Total leasing segment revenues were $8.3 million for the third quarter of
2013, an increase of 95% over the $4.3 million for the same period in 2012.
The primary reason for the increase in revenue was an increase in the number
of railcars on lease and an increase in the average lease rate. ARI had
approximately 3,780 railcars in the Company's lease fleet at the end of the
third quarter of 2013, compared to approximately 2,190 railcars at the end of
the same period in 2012.

Total railcar services segment revenues were $19.7 million for the third
quarter of 2013, an increase of 16% over the $17.0 million for the same period
in 2012. The increase is largely attributed to certain repair projects being
performed at the Company's hopper railcar manufacturing facility during 2013.

Consolidated earnings from operations for the third quarter of 2013 were $35.6
million, an increase of 17% over the $30.3 million for the same period in
2012. The increase in consolidated earnings was primarily due to increased
earnings across all three of the Company's segments, driven by higher revenues
as discussed above, with the largest dollar increase in the manufacturing
segment. Operating margins were 18% for both the third quarter of 2013 and
2012.

Manufacturing earnings from operations were $41.7 million for the third
quarter of 2013 compared to $34.2 million for the same period in 2012. This
increase was due primarily to an increase in railcar shipments and operating
leverage as a result of strong tank railcar production volumes. Manufacturing
earnings from operations for the third quarter of 2013 included $9.6 million
of estimated profit on railcars built for the Company's lease fleet compared
to $5.0 million for the same period in 2012, which is eliminated in
consolidation and is based on an estimated fair market value of revenues as if
the railcars had been sold to a third party, less the cost to manufacture.

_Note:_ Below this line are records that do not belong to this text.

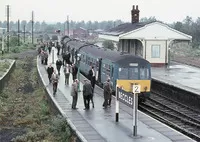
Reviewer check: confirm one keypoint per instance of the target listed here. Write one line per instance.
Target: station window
(123, 73)
(144, 73)
(155, 51)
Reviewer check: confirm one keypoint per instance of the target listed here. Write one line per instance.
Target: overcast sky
(98, 10)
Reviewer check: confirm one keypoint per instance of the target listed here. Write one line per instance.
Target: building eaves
(123, 28)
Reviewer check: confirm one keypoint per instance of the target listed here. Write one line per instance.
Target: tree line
(187, 26)
(45, 27)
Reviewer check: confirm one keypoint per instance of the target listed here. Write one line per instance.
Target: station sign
(125, 97)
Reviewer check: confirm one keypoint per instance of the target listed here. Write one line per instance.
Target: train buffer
(98, 124)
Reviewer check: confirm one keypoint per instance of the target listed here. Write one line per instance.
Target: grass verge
(24, 111)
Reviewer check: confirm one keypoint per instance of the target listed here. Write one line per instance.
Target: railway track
(174, 114)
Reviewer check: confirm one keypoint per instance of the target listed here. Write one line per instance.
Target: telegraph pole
(24, 32)
(68, 25)
(18, 32)
(32, 25)
(64, 29)
(8, 27)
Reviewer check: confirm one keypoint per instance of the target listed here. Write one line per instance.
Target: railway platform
(98, 124)
(182, 76)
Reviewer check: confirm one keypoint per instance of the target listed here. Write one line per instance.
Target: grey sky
(98, 10)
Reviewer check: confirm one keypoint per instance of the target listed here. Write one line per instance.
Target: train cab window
(133, 73)
(144, 73)
(123, 73)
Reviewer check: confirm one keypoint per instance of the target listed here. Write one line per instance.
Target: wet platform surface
(98, 124)
(182, 76)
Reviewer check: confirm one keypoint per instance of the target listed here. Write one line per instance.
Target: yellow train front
(123, 69)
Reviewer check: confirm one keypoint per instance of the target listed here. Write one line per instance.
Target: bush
(15, 49)
(60, 127)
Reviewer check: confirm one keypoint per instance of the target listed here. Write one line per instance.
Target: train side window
(144, 73)
(133, 73)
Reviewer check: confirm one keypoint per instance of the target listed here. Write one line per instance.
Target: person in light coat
(87, 92)
(74, 93)
(67, 73)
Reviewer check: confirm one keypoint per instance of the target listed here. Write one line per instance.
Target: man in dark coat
(50, 70)
(66, 58)
(58, 48)
(87, 92)
(74, 93)
(74, 72)
(92, 77)
(58, 65)
(92, 80)
(49, 48)
(45, 57)
(107, 90)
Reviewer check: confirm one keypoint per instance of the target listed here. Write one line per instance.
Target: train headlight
(145, 88)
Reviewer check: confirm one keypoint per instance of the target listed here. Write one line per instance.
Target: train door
(99, 69)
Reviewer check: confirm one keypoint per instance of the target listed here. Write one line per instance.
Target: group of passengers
(69, 68)
(88, 91)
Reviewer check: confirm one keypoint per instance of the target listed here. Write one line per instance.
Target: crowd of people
(70, 68)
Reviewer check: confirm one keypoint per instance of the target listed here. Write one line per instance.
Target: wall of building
(163, 56)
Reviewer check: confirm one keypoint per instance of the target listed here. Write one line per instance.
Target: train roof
(122, 59)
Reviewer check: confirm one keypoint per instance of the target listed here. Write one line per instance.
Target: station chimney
(135, 14)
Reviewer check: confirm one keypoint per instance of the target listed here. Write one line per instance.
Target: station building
(152, 40)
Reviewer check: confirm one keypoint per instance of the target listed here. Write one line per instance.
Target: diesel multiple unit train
(124, 70)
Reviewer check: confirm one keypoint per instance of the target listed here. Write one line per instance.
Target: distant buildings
(152, 40)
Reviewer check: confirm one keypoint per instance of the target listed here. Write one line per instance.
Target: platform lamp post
(78, 60)
(3, 36)
(169, 57)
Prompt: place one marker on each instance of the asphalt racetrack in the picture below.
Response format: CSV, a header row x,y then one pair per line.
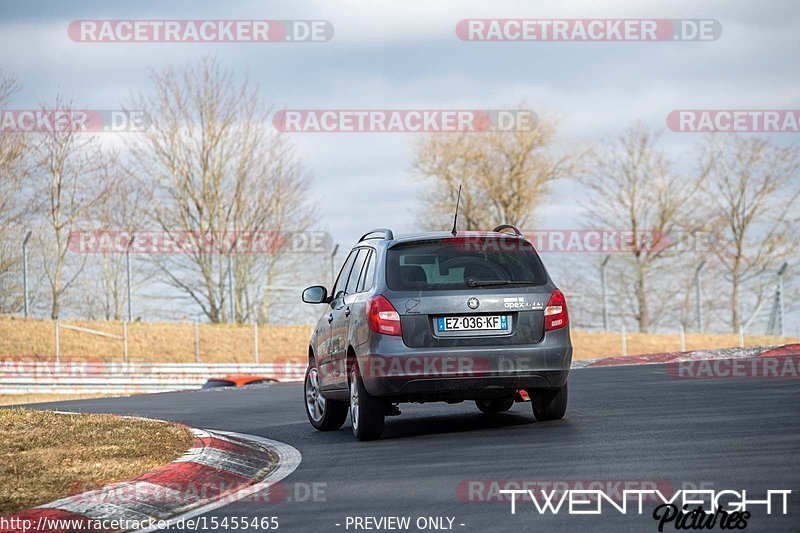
x,y
633,424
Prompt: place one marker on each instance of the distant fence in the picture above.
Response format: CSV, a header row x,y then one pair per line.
x,y
91,377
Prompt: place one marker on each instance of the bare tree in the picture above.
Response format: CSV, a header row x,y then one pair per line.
x,y
504,175
753,190
13,203
215,166
72,170
104,282
634,190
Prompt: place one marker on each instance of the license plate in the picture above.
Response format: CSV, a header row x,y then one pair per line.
x,y
472,323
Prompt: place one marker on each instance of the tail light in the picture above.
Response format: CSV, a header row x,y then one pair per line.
x,y
383,317
555,314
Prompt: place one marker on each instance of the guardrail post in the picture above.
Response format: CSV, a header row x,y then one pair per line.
x,y
255,340
58,347
624,341
196,342
125,341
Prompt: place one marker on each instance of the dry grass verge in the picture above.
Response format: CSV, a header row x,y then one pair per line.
x,y
45,456
19,399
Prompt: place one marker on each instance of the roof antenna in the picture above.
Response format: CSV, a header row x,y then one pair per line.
x,y
455,218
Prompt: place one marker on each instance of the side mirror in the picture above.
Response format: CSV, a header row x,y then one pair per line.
x,y
315,295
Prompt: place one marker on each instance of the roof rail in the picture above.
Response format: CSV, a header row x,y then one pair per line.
x,y
501,227
387,234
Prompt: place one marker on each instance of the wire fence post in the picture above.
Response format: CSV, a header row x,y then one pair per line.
x,y
624,335
125,341
604,289
196,342
58,347
128,276
25,274
255,340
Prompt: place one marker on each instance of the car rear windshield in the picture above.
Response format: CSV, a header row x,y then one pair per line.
x,y
463,263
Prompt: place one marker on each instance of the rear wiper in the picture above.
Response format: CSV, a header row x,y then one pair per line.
x,y
485,283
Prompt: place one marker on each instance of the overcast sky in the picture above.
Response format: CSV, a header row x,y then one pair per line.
x,y
406,54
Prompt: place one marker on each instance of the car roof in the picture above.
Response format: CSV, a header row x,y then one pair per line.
x,y
444,235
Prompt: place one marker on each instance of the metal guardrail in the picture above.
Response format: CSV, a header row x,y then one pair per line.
x,y
90,377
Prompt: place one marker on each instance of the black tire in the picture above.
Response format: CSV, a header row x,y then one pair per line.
x,y
550,404
366,411
332,414
497,405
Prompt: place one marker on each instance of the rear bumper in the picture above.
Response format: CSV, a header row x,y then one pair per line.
x,y
390,369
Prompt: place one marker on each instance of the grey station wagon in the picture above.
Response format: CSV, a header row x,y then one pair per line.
x,y
437,317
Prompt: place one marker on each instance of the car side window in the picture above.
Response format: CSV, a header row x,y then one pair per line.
x,y
355,273
344,274
367,274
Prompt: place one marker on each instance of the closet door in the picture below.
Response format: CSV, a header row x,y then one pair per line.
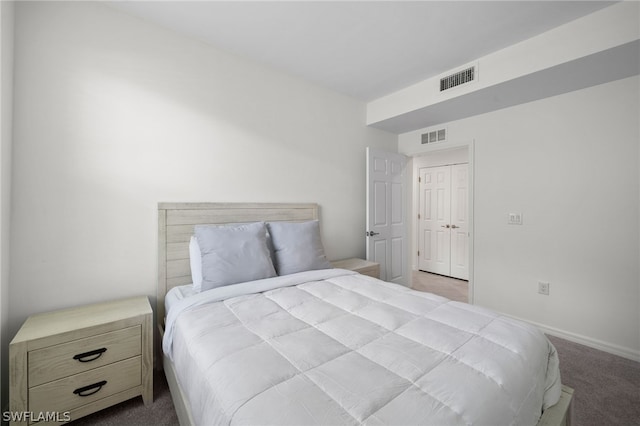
x,y
443,221
434,220
460,221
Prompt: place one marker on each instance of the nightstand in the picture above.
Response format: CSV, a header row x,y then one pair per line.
x,y
70,363
364,267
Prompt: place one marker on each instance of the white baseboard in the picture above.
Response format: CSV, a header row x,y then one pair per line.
x,y
586,341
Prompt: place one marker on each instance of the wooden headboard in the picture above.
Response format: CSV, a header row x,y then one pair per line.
x,y
175,227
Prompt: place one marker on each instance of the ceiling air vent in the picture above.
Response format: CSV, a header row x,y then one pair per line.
x,y
465,76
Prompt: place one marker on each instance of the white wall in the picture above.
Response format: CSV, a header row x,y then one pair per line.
x,y
6,89
114,115
570,165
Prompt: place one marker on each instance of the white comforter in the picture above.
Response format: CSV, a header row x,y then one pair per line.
x,y
333,347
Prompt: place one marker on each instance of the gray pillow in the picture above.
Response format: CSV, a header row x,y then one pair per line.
x,y
297,246
233,254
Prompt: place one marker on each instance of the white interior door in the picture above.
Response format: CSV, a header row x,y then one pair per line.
x,y
443,225
386,235
460,221
433,218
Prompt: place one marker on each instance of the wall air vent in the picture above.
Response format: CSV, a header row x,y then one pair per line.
x,y
439,135
465,76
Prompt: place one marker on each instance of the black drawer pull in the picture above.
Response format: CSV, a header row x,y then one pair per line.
x,y
84,391
95,354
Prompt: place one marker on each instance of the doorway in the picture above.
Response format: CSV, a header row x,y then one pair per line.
x,y
443,224
452,155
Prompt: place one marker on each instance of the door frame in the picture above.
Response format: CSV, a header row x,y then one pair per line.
x,y
415,200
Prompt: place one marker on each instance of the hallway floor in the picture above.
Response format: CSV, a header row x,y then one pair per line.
x,y
448,287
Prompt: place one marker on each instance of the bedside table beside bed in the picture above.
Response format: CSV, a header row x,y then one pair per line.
x,y
70,363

EBITDA, adjusted to exclude share-based compensation and other income on short
term investments (Adjusted EBITDA), was $43.3 million for the third quarter of
2013, compared to $36.7 million for the comparable quarter of 2012. The
increase was driven by increased earnings from operations. A reconciliation of
the Company's net earnings to EBITDA and Adjusted EBITDA (both non-GAAP
financial measures) is set forth in the supplemental disclosure attached to
this press release.

Net earnings for the third quarter of 2013 were $21.0 million, or $0.98 per
share, compared to $14.0 million, or $0.66 per share, for the comparable
quarter of 2012. The increase in earnings was primarily a result of increased
earnings from operations across all three of the Company's segments, as
discussed above, and lower interest expense. Interest expense was $1.5 million
for the third quarter of 2013 compared to $4.4 million in the same period in
2012. The decrease was the result of a more favorable rate obtained on the
Company's lease fleet financing and lower average debt balance as a result of
the Company's early redemption of its 7.5% senior unsecured notes (Notes).
During the quarter ended September 30, 2012, ARI redeemed $100.0 million of
the outstanding Notes, resulting in a charge of $2.3 million, comprised of a
premium of $1.9 million paid on the redemption of the debt and a non-cash
charge of $0.4 million for the accelerated write-off of a portion of the
deferred financing fees.

Year-to-Date Results

Consolidated revenues for the first nine months of 2013 were $553.4 million
compared to $504.0 million for the comparable period in 2012.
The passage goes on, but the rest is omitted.